On Mon, Jun 4, 2012 at 3:10 PM, Brian Harring <ferri...@gmail.com> wrote:
> One thing people need to keep in mind here is that when you sign the
> commit, you're signing off on the history implicitly.  Directly
> addressing freeman's comment about "people sign the manifest but don't
> look at what they're signing", when it comes to git signage, bluntly,
> people doing that shouldn't have access- if they can't be arsed to
> validate what they're signing, then trusting them w/ the tree is
> probably questionable.

I suspect that you're missing my point.  The argument was made that as
long as merge commits are signed you know that unsigned commits
referenced by them are OK.  However, some of those commits might have
been already in gentoo-x86 and I doubt that anybody is going to check
those.  If I have a perfect commit, I do a git pull and a git push and
the result is a merge that references whatever was in gentoo-x86
before, whether placed there by dev, or hacker, or whatever.  Unless I
go back and review the existing gentoo-x86 history (and likely have to
repeat the process when somebody else does a push before I do), I
can't vouch for what was in there already - just what I'm adding.

The reason I mentioned maifests is that they have the same issue.  If
I keyword an arch on foo-1.4.5, I sign the manifest.  That doesn't
mean that I checked every file in the package's directory tree for
issues.  At most I checked foo-1.4.5, but I can't sign off on just
1.4.5 - I have to sign off on everything.  Also, when I sign off on
1.4.5, I'm really just signing off for the keyword change, not the
piece of buggy code I didn't write on line 37 of the ebuild.

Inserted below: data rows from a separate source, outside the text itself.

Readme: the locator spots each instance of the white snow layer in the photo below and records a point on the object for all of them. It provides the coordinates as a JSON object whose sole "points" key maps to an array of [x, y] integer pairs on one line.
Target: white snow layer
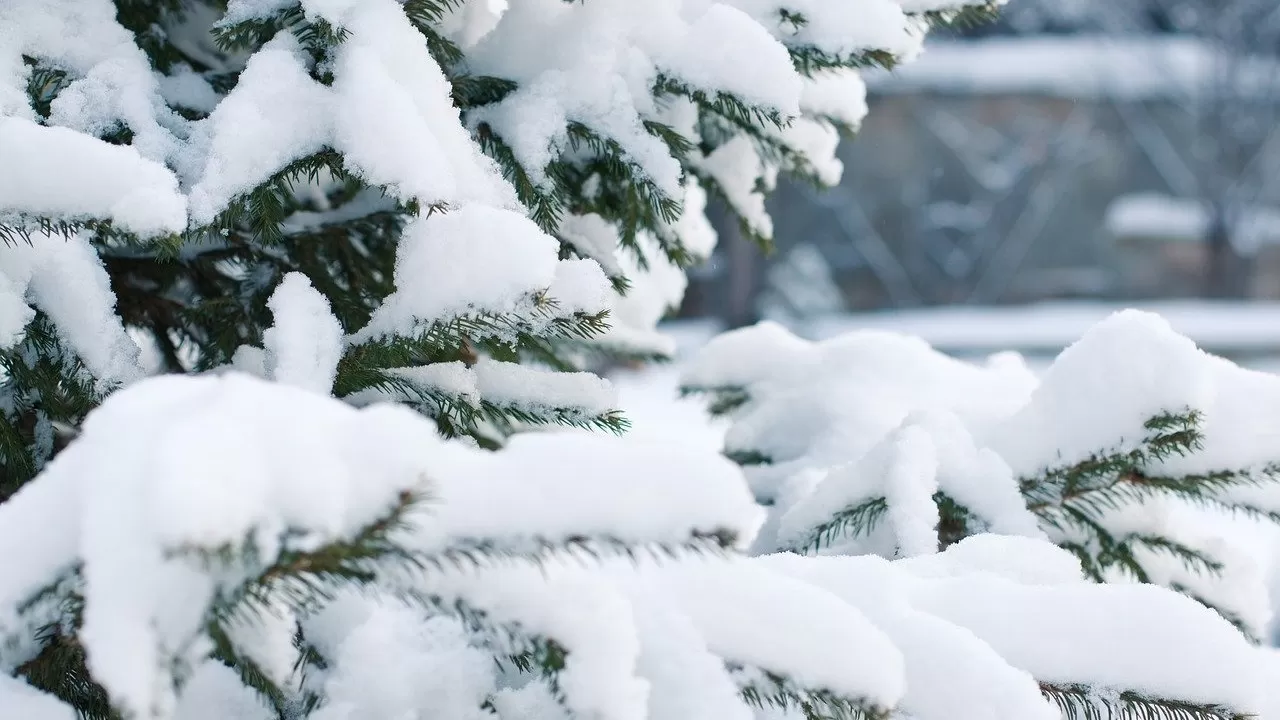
{"points": [[873, 414], [391, 115]]}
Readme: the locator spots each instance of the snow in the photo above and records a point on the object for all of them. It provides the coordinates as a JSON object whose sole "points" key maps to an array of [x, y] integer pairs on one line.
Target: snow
{"points": [[856, 420], [24, 701], [215, 692], [627, 490], [59, 172], [435, 670], [42, 273], [470, 260], [737, 169], [539, 390], [1083, 67], [632, 555], [1220, 327], [284, 459], [841, 30], [1160, 217], [275, 114], [305, 343]]}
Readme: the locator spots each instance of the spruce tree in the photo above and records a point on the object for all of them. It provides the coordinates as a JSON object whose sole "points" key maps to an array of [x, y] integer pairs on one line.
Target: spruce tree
{"points": [[186, 156], [874, 442], [273, 269]]}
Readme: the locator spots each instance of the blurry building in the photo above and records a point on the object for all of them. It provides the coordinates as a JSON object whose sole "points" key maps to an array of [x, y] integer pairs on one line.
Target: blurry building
{"points": [[1013, 169]]}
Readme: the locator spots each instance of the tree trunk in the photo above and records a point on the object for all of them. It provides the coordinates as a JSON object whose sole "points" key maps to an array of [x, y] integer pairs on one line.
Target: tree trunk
{"points": [[1221, 277]]}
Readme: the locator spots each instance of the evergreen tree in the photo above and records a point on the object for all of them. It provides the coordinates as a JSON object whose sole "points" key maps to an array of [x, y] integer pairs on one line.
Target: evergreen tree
{"points": [[448, 205], [188, 156], [874, 442]]}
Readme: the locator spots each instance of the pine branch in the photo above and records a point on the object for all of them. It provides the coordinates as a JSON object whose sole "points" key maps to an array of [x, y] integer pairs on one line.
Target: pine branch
{"points": [[723, 399], [1078, 702], [851, 522], [481, 552], [764, 689]]}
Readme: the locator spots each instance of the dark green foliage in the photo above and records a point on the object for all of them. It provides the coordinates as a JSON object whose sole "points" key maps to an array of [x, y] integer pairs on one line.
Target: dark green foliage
{"points": [[760, 688]]}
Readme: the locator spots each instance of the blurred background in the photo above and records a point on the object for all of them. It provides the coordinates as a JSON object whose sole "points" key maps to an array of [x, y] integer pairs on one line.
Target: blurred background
{"points": [[1022, 180]]}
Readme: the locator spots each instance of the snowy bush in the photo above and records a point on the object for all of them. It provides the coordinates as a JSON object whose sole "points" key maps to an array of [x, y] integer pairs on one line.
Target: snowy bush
{"points": [[347, 233], [1123, 452], [329, 563]]}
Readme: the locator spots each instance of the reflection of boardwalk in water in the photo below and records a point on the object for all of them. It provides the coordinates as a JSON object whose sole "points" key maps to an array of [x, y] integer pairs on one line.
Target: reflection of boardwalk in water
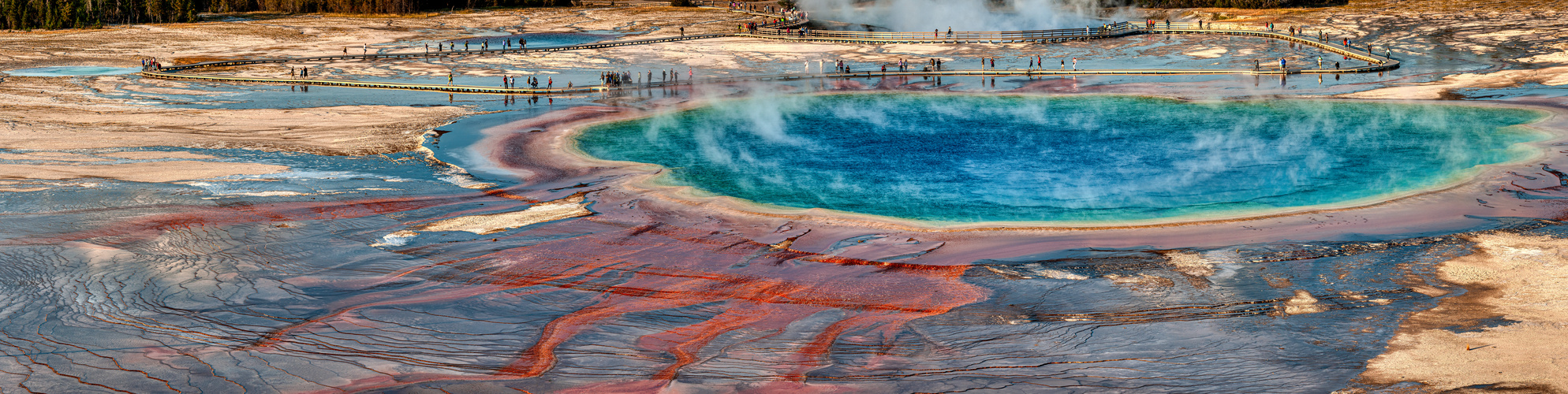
{"points": [[787, 30]]}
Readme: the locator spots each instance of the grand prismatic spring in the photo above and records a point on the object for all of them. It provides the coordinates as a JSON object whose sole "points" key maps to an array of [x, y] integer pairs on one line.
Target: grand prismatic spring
{"points": [[910, 196]]}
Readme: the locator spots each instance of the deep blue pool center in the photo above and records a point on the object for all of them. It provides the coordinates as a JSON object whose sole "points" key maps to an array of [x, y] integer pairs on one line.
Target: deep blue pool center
{"points": [[1096, 158]]}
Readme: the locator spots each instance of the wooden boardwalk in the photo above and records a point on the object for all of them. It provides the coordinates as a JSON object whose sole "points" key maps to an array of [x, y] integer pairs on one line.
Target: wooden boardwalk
{"points": [[787, 30]]}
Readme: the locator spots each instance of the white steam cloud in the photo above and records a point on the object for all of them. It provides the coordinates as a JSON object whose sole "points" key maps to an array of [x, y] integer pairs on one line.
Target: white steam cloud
{"points": [[957, 14]]}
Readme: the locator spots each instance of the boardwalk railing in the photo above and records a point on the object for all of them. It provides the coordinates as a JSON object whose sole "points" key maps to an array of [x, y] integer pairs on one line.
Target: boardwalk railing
{"points": [[786, 25]]}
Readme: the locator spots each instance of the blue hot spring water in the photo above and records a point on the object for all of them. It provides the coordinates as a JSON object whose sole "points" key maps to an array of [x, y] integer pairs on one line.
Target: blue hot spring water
{"points": [[1103, 158]]}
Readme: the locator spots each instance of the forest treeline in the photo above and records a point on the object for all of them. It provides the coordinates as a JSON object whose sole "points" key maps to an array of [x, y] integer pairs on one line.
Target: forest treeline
{"points": [[25, 14]]}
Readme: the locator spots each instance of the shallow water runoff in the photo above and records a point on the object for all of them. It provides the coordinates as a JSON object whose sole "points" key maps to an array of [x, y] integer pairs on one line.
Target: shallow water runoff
{"points": [[1099, 158]]}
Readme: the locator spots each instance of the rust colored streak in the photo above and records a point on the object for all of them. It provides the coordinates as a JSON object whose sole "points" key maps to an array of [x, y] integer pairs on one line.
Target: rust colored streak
{"points": [[653, 268]]}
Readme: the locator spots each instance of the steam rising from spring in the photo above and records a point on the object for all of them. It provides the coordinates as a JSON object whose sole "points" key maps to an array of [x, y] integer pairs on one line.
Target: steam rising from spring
{"points": [[961, 14]]}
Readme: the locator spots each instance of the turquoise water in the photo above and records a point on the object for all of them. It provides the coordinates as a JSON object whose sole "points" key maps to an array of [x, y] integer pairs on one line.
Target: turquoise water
{"points": [[71, 71], [982, 158]]}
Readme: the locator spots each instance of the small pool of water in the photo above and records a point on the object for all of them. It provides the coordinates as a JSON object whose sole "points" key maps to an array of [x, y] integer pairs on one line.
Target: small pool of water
{"points": [[73, 71], [1007, 158]]}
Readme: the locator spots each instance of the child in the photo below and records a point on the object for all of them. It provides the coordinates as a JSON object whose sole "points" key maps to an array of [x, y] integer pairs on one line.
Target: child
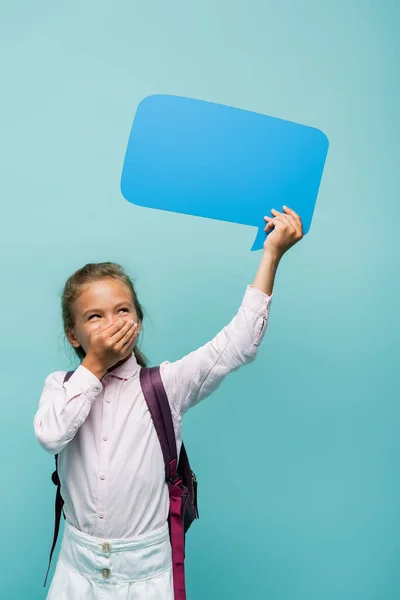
{"points": [[116, 538]]}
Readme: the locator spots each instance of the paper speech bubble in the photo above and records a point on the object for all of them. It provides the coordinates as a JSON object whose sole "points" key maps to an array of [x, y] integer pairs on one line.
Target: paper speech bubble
{"points": [[210, 160]]}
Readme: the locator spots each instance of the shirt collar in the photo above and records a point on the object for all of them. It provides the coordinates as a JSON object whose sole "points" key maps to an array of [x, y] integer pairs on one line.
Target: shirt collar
{"points": [[127, 369]]}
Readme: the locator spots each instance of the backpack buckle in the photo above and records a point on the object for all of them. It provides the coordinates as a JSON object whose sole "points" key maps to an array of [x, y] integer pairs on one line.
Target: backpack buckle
{"points": [[174, 476], [175, 479]]}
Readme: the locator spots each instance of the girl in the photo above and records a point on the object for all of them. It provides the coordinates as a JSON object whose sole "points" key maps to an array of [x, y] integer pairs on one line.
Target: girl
{"points": [[116, 538]]}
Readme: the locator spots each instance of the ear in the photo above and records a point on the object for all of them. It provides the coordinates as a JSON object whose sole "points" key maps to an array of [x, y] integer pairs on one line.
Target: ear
{"points": [[72, 339]]}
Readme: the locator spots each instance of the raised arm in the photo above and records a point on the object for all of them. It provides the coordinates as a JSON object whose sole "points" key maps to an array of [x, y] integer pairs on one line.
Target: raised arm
{"points": [[63, 407], [197, 375]]}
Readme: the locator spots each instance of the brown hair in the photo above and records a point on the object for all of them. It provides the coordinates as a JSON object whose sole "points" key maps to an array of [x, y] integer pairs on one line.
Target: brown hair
{"points": [[84, 276]]}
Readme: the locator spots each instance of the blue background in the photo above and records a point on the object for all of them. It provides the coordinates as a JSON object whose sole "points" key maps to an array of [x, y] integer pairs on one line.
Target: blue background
{"points": [[311, 510], [216, 161]]}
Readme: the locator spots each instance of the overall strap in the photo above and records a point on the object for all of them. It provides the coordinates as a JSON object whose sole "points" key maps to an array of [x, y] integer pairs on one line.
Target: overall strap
{"points": [[160, 410], [59, 503]]}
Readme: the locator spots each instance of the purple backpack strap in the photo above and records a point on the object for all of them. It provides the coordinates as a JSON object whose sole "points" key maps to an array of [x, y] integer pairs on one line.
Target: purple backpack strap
{"points": [[157, 402], [59, 503]]}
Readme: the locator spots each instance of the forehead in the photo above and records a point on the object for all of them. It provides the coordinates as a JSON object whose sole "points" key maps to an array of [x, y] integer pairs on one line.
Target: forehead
{"points": [[105, 293]]}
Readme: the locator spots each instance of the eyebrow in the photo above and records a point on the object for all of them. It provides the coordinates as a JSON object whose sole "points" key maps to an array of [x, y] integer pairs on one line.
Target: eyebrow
{"points": [[95, 310]]}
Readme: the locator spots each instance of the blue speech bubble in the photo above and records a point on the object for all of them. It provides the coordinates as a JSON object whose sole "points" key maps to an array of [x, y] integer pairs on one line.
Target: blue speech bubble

Of course when merging a pile of commits into the tree you should
check all of them to make sure they're fine (or rather that the end
result of them is fine - no absolute need to squash together bug
introductions and fixes even if that is nicer).  However, I'm not sure
I'd extend that to checking commits ALREADY in gentoo-x86 made by some
other dev.

The general principle is that if you change something in the tree, you
should be responsible for what you changed, and that makes sense.